Abstract

Abstract The global learning classroom is an emerging educational trend. The iPodia alliance promotes its peer-learning pedagogy by offering engineering classes with universities around the world. Students’ engagement as one of the important metrics to assess the effectiveness of education design methodology has been under considerable interest for several years. Tri-engagement, comprised of behavioral, cognitive, and emotional engagement provides a comprehensive assessment of learning success. This paper illustrates how a tri-engagement assessment was implemented in a global learning environment and examines the effectiveness of the peer-learning pedagogy in such highly diverse environment.

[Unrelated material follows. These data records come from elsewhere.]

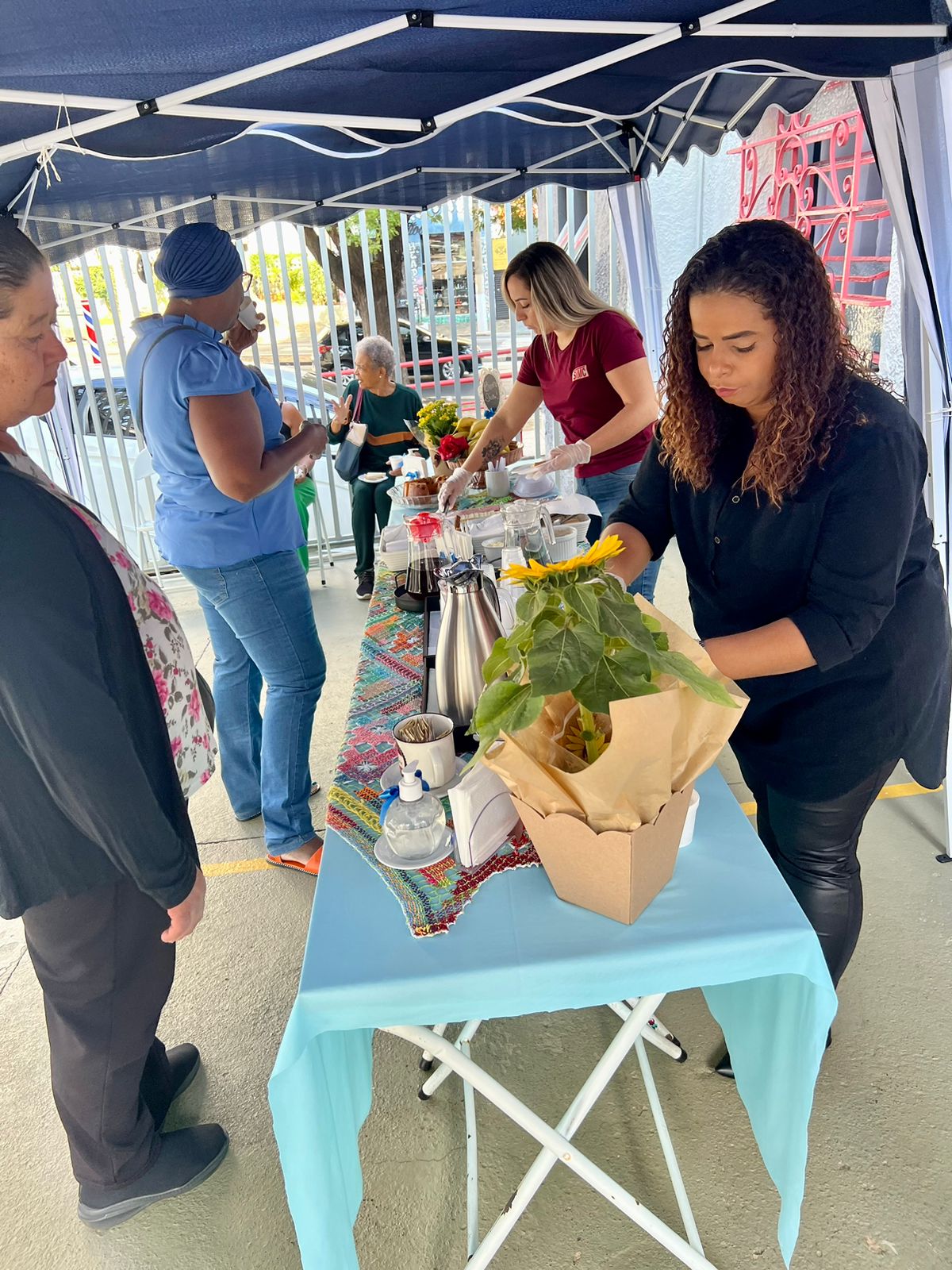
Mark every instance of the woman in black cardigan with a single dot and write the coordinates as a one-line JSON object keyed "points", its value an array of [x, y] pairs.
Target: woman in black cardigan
{"points": [[97, 852], [793, 486]]}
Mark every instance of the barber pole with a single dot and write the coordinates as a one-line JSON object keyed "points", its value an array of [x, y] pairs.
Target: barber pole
{"points": [[90, 333]]}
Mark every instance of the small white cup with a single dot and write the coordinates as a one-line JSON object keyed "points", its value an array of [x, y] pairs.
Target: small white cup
{"points": [[435, 760], [498, 483]]}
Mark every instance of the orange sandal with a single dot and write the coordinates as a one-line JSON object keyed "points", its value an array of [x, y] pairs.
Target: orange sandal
{"points": [[313, 865]]}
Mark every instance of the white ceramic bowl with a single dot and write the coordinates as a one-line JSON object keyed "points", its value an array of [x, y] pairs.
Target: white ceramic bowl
{"points": [[533, 487], [566, 544]]}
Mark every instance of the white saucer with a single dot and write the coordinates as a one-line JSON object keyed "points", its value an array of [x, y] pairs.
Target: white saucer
{"points": [[386, 856], [393, 778]]}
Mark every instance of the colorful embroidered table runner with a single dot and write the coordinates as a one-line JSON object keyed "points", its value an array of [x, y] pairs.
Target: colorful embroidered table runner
{"points": [[389, 686]]}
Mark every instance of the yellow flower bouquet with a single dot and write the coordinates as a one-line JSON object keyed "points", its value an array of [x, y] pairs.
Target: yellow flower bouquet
{"points": [[598, 715]]}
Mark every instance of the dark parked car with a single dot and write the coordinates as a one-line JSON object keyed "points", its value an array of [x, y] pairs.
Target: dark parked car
{"points": [[450, 368], [313, 402]]}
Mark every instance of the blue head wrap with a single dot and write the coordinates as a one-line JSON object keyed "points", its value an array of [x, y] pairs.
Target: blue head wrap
{"points": [[198, 260]]}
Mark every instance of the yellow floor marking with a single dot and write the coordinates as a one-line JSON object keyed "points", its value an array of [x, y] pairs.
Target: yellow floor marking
{"points": [[232, 867], [228, 868]]}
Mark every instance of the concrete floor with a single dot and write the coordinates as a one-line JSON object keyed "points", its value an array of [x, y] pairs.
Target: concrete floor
{"points": [[881, 1134]]}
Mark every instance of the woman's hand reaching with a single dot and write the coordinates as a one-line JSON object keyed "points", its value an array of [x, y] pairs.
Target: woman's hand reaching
{"points": [[239, 337], [340, 416], [454, 489], [562, 457]]}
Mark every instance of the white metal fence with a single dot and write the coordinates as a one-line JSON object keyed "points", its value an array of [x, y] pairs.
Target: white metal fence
{"points": [[441, 308]]}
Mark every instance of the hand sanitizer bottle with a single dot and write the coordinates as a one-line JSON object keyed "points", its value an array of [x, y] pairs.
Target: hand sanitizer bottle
{"points": [[416, 825]]}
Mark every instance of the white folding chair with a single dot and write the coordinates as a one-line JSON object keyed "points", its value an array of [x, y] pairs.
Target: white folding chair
{"points": [[150, 560], [323, 540], [640, 1024]]}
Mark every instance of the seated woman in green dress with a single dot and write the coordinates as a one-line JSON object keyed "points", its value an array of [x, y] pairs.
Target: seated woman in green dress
{"points": [[387, 410]]}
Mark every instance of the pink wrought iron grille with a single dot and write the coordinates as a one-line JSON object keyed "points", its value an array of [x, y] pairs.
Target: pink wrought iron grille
{"points": [[822, 178]]}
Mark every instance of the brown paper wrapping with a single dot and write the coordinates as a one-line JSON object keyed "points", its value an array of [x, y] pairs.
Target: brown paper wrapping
{"points": [[659, 746]]}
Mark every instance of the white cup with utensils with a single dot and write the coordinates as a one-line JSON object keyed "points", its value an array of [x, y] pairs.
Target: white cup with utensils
{"points": [[436, 757], [566, 544]]}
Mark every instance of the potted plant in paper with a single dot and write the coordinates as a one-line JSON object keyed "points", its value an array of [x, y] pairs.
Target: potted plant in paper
{"points": [[598, 714]]}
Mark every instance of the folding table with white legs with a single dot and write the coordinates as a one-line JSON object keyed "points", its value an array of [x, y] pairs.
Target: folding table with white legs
{"points": [[455, 1057], [727, 924]]}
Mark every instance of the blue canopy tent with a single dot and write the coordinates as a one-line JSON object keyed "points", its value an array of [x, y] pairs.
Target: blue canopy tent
{"points": [[120, 130]]}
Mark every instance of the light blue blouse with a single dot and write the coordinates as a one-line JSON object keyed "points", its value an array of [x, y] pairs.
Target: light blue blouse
{"points": [[196, 525]]}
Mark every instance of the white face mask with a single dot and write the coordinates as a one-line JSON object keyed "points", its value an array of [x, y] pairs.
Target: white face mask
{"points": [[248, 315]]}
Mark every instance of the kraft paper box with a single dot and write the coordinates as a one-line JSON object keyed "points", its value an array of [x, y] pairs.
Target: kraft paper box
{"points": [[613, 874], [608, 832], [659, 746]]}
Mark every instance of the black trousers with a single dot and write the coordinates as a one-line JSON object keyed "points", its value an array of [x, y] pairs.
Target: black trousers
{"points": [[106, 976], [814, 845]]}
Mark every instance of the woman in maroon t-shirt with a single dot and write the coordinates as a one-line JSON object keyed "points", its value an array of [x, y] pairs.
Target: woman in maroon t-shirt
{"points": [[588, 365]]}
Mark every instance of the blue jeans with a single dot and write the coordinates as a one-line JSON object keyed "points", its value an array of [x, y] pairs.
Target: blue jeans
{"points": [[609, 491], [260, 622]]}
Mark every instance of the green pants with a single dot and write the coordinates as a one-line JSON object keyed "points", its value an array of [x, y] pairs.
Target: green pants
{"points": [[370, 511], [305, 495]]}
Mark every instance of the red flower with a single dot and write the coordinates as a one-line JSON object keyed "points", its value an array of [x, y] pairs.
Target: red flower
{"points": [[452, 448], [160, 606], [162, 687]]}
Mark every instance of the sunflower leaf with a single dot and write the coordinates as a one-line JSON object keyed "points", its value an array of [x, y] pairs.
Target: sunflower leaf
{"points": [[615, 679], [505, 706], [685, 670]]}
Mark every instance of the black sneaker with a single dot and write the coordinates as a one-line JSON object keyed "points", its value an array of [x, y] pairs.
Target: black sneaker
{"points": [[186, 1159]]}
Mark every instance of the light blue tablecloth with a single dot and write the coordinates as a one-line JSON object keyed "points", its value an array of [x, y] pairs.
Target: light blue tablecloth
{"points": [[725, 922]]}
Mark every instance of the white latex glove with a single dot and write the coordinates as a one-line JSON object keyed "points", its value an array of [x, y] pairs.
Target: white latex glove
{"points": [[562, 457], [454, 489]]}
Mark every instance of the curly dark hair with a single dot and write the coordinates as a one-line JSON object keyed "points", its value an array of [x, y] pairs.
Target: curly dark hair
{"points": [[774, 264]]}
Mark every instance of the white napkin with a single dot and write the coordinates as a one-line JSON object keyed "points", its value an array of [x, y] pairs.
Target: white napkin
{"points": [[573, 505], [482, 816], [393, 537]]}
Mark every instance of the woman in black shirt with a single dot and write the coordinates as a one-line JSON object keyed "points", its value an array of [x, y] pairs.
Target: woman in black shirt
{"points": [[793, 483]]}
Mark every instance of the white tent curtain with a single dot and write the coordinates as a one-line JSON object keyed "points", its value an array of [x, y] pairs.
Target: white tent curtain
{"points": [[631, 211], [909, 117], [63, 423]]}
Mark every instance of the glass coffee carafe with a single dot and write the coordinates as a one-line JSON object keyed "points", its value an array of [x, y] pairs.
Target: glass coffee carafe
{"points": [[423, 556], [528, 533]]}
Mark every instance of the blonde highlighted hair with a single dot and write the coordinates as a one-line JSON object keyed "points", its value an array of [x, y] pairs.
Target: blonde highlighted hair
{"points": [[560, 295]]}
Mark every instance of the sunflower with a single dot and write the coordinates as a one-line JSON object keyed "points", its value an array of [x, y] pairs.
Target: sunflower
{"points": [[597, 556]]}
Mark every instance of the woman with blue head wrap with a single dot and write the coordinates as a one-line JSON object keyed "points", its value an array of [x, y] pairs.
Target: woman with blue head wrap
{"points": [[228, 520]]}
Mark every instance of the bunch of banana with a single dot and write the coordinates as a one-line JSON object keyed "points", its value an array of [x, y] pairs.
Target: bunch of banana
{"points": [[471, 429]]}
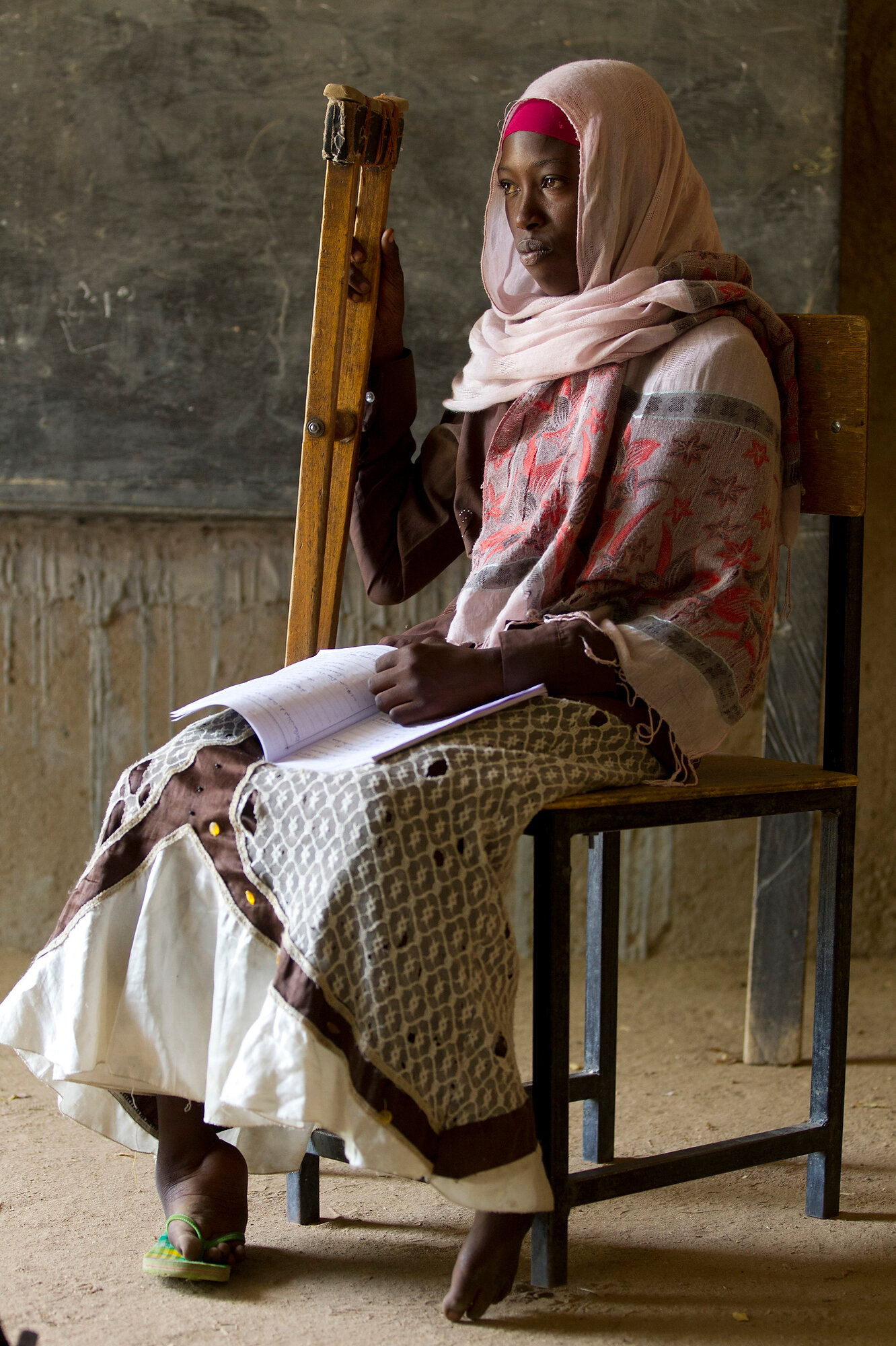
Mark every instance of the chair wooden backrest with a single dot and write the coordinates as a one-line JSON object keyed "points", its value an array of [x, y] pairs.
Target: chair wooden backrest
{"points": [[832, 374], [363, 139]]}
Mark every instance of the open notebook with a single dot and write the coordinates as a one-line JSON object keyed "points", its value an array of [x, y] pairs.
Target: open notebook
{"points": [[318, 714]]}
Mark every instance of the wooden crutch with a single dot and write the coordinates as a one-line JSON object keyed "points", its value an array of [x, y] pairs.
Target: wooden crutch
{"points": [[363, 138]]}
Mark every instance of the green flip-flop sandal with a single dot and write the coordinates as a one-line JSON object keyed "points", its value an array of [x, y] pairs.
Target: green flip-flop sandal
{"points": [[163, 1258]]}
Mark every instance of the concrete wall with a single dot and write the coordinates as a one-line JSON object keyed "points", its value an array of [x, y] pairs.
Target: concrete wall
{"points": [[868, 286], [108, 623]]}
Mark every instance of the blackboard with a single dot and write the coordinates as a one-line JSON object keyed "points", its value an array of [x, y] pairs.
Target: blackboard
{"points": [[161, 200]]}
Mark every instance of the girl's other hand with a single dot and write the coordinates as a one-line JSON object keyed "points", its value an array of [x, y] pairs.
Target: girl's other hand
{"points": [[431, 680], [388, 343]]}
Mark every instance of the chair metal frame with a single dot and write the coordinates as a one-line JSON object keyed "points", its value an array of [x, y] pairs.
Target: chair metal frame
{"points": [[730, 788]]}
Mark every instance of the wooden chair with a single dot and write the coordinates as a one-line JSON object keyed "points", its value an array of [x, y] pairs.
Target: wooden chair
{"points": [[832, 367]]}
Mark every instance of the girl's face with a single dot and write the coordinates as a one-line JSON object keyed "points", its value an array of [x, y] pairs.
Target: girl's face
{"points": [[540, 180]]}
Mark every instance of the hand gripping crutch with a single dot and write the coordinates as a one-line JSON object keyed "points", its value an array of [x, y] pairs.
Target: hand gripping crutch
{"points": [[363, 138]]}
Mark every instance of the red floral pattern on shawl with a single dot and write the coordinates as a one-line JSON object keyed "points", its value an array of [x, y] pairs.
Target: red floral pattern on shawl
{"points": [[665, 531]]}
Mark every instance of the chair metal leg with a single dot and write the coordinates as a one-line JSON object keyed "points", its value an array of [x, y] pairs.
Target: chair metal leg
{"points": [[551, 1045], [832, 1006], [303, 1193], [602, 986]]}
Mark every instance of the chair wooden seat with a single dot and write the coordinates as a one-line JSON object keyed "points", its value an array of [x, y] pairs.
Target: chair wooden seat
{"points": [[722, 776]]}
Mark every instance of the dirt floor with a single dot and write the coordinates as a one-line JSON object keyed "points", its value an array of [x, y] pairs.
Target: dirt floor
{"points": [[730, 1259]]}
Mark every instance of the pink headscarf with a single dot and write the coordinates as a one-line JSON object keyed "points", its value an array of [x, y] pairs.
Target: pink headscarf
{"points": [[641, 205]]}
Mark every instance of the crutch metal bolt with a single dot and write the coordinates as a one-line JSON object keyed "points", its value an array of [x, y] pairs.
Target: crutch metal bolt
{"points": [[363, 138]]}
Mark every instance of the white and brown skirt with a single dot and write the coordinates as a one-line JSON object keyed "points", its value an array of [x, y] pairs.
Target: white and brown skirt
{"points": [[302, 950]]}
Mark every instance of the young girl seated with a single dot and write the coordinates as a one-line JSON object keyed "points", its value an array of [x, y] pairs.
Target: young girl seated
{"points": [[254, 952]]}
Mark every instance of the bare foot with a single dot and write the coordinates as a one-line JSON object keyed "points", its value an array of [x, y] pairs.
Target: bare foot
{"points": [[202, 1177], [486, 1266]]}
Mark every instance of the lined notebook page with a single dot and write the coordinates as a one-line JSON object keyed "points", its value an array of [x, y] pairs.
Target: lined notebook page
{"points": [[377, 737], [305, 702]]}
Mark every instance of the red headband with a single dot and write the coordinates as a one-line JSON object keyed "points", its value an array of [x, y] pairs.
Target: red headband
{"points": [[546, 119]]}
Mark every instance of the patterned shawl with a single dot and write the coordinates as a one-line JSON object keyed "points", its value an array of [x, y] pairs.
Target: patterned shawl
{"points": [[653, 513]]}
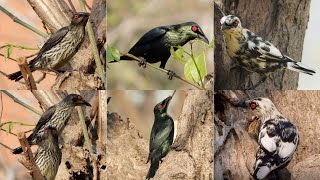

This paper proposes a quantitative method using a modified Likert scale to assess students’ tri-engagement levels comprised of student and teaching assistant surveys, video observations, and analysis of facial emotion recognition, through preparation, data collection, and analysis stages. Comparisons of tri-engagements between the instructor-student activities and the peer-peer discussions, different continent regions, and on-site/remote learning are offered. Results show that the overall iPodia peer-learning activities experienced all positive tri-engagement levels and were not significantly affected by the region diversity (< 6% difference) or the remote learning (< 3% difference) of the iPodia learning classroom. That preliminarily proved that the iPodia peer-learning pedagogy maintains positive tri-engagements in a global engineering class. Additional findings were that the self-raters and observers experienced students’ cognitive engagement differently, and cultural difference would mainly affect students’ behavioral engagement, but unfamiliarity of the content may increase their emotional engagement.